Thursday, June 3, 2010

My Aunt Dorothy



My Aunt Akiko Dorothy Nakamachi passed away a few weeks ago. She wasn’t really my aunt, but 40 years ago my best friend Koji generously shared his aunt with me.

Over the years I grew to love and admire this woman. She was intelligent, witty and in the words of my younger brother, “really cool”. Paolo considered her cool because as a single woman she had travelled all over the world, twice going to Africa. That alone made her cool in Paolo’s eyes.

Aunt Dorothy’s life was one worthy of an epic novel. Born and raised in Vancouver, she fought Japanese racism to graduate as a registered nurse from St. Paul’s Hospital, after the Bishop interceded to get her admitted. Shortly after the attack on Pearl Harbour, she was interned in the B.C. interior at Greenwood internment camp, where she was the only nurse treating over 4,000 Japanese detainees. Many of the detainees had contracted T.B. and eventually so did Aunt Dorothy. She was transferred to a hospital and had a lung removed.

After the war the Japanese were not allowed to return to B.C. so she moved to Toronto. She entered the University of Toronto, where she earned an additional nursing degree and then worked as a Public Health nurse until her retirement.

Years later when the conservative government formally apologized to the Japanese who were interned, each of them was awarded $21,000 as a redress settlement. My Aunt Dorothy took that money and promptly bought herself a full length mink coat and hat.

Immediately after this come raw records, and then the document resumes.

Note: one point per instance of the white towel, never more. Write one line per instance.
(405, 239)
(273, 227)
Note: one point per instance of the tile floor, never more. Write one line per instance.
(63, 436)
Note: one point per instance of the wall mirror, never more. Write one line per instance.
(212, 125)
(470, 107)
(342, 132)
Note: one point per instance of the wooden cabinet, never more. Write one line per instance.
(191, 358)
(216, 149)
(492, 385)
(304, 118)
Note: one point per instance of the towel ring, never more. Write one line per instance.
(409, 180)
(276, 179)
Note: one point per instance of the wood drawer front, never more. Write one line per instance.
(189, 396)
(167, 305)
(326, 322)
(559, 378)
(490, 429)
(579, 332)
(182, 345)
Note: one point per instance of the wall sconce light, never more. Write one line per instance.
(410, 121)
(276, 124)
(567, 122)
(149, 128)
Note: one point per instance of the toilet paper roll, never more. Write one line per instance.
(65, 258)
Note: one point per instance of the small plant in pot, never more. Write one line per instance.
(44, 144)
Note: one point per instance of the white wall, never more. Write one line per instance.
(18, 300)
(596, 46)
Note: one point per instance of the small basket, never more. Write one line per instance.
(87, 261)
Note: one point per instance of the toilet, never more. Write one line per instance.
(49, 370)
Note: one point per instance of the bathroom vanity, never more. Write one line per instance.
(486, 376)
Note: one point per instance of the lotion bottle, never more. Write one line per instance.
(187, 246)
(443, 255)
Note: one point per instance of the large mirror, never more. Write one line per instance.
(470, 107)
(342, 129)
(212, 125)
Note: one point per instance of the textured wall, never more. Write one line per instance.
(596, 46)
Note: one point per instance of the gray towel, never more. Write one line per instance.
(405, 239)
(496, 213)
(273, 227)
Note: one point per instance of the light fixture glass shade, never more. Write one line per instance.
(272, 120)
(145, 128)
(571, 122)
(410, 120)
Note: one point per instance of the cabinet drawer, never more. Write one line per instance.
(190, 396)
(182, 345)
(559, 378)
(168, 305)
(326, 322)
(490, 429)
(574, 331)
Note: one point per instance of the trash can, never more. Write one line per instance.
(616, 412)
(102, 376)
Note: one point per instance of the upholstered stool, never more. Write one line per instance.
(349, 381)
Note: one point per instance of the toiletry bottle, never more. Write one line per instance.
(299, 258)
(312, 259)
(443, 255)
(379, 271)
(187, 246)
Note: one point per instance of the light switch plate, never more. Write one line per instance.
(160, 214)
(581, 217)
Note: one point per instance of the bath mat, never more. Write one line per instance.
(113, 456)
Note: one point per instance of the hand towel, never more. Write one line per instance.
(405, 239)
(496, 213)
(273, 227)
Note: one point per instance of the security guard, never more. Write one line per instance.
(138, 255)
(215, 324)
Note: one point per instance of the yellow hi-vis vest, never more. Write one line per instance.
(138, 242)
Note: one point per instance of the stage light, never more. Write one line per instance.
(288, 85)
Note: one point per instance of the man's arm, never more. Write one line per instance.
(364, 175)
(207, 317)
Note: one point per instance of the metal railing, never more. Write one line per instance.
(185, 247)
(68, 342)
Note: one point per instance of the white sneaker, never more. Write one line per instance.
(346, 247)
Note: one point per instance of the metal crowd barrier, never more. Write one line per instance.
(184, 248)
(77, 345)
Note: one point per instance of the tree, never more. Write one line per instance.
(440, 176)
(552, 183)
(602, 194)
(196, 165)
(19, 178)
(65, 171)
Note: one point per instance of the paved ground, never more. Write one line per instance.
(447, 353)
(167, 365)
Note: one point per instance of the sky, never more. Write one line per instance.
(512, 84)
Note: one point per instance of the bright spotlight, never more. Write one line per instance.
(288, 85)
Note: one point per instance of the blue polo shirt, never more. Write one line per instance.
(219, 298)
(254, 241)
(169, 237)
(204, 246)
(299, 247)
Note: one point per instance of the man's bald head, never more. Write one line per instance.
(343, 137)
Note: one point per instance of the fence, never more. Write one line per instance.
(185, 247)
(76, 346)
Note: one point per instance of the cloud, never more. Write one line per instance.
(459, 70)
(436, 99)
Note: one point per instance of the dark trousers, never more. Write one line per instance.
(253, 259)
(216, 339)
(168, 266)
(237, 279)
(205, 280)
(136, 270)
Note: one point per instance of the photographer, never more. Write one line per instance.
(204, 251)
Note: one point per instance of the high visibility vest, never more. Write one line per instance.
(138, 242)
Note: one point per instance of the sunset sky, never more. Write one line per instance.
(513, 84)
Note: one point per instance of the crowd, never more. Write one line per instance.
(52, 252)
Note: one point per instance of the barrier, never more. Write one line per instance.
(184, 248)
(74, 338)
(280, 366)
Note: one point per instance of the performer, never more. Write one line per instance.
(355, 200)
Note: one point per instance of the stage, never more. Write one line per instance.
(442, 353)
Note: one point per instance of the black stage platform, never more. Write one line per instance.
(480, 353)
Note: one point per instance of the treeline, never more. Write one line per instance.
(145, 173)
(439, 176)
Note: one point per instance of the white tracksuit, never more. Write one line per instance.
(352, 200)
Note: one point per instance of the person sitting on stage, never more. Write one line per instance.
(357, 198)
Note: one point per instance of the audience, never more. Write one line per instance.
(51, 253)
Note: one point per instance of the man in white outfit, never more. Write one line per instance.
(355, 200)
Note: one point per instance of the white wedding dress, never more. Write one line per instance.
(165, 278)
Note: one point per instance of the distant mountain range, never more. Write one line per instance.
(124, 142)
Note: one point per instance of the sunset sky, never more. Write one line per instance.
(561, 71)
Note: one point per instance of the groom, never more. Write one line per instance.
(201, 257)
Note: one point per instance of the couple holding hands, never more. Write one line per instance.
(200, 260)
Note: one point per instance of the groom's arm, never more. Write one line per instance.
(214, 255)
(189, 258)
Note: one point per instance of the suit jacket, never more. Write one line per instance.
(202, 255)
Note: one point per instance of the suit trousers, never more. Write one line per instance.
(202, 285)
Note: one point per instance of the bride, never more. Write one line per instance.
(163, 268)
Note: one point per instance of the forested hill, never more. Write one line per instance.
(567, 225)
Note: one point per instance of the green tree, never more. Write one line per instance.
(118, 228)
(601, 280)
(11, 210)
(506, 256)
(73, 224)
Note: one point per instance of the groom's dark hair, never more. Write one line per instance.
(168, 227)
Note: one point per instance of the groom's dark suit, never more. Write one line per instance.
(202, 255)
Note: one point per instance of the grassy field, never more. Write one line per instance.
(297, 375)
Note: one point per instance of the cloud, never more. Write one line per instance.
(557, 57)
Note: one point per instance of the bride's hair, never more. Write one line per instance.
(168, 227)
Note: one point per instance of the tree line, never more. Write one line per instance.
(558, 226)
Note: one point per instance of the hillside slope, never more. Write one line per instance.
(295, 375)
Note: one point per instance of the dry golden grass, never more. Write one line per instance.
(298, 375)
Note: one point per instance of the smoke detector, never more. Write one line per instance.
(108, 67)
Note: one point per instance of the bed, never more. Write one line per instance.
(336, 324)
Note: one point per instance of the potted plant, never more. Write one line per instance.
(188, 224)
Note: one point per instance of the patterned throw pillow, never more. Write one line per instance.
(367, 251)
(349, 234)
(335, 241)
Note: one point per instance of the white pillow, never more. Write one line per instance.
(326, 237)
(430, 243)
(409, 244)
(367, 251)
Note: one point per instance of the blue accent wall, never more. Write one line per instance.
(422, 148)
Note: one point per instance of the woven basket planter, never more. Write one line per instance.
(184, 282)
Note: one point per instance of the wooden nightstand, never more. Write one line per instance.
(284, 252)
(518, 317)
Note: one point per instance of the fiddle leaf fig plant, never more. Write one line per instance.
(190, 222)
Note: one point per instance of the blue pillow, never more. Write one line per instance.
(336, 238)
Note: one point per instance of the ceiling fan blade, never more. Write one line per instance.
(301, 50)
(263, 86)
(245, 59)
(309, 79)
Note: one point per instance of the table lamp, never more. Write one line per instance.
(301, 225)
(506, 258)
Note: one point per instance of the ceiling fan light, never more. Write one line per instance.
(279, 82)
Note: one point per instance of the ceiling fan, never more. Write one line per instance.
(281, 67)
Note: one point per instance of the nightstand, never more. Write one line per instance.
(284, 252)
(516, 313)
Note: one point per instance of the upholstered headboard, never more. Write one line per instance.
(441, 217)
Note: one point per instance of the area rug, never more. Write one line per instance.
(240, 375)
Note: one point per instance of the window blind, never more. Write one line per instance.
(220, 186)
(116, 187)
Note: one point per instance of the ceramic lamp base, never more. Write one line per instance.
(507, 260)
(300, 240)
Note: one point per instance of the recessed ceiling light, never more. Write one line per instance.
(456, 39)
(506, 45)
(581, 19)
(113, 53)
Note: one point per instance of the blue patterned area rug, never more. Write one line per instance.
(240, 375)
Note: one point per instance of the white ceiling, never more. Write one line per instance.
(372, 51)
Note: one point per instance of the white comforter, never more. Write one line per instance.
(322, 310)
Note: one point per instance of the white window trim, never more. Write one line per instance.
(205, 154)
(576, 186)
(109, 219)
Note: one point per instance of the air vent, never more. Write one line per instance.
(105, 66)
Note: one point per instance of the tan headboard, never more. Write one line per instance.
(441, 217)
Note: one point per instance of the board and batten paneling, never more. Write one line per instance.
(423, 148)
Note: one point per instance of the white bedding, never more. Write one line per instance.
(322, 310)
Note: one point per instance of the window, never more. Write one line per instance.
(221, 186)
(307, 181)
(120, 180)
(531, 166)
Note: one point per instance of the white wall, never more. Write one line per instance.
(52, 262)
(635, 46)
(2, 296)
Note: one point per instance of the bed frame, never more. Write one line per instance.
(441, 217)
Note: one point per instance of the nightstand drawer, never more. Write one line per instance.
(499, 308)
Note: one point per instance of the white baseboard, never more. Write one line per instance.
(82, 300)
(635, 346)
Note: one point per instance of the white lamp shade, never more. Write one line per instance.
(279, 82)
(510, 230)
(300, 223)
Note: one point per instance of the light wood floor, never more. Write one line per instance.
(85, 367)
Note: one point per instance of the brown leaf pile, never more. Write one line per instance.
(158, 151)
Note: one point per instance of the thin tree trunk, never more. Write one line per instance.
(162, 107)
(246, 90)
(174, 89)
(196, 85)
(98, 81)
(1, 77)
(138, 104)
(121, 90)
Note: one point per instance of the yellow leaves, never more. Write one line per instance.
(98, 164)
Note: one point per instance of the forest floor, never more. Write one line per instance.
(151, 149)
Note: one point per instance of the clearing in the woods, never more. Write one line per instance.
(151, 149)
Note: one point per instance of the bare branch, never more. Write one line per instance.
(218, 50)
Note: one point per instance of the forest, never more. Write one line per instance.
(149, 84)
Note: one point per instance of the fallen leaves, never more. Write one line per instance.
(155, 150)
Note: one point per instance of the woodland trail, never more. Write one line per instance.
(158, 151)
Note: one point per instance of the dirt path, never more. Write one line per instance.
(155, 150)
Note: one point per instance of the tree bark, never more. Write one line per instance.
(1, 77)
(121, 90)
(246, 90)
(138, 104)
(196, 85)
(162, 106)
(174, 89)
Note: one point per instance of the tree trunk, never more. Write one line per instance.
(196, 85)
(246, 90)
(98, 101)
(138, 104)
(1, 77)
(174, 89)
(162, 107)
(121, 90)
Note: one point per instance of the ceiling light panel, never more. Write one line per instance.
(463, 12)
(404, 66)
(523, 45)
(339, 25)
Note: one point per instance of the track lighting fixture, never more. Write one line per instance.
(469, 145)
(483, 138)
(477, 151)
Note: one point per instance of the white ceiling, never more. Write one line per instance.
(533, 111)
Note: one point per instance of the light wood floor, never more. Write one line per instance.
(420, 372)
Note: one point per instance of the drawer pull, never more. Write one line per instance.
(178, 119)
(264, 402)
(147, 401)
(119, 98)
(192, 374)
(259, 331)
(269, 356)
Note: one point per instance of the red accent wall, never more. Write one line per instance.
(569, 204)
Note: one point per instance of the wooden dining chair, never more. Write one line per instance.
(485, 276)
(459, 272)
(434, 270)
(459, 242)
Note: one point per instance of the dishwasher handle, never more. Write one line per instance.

Aunt Dorothy never married but I learned that she remained ever the romantic. I discovered that she and I shared a love for Charlotte Bronte’s Jane Eyre and Jane Austen’s Pride and Prejudice. It gave me joy to be able to gift her with BBC videos of both, which I know she treasured.

In her last year she sent me a gift via Koji. It was a lovely damascene brooch she bought on one of her many trips to Japan. The brooch, made of iron or steel with interlacings of silver and gold, depicts a pagoda and the ever present Mount Fuji. I wore it over my heart at her funeral.

Since her passing, Koji has been going through Aunt Dorothy’s things and distributing them to family members. He gave me 16 English bone china tea cups and saucers that speak to me of my Aunt Dorothy’s grace and elegance, and of course of her love of tea. He also asked if I would like a statue of the Virgin Mary that St Paul’s hospital gave her at her graduation in 1940. I told him I would be honoured to receive it and to find a suitable place for it in my home office.

My Aunt Dorothy passed away in her sleep, just short of her 92nd birthday. I hope when I grow up that I’ll be just like her; intelligent, witty, strong, romantic and of course “really cool”.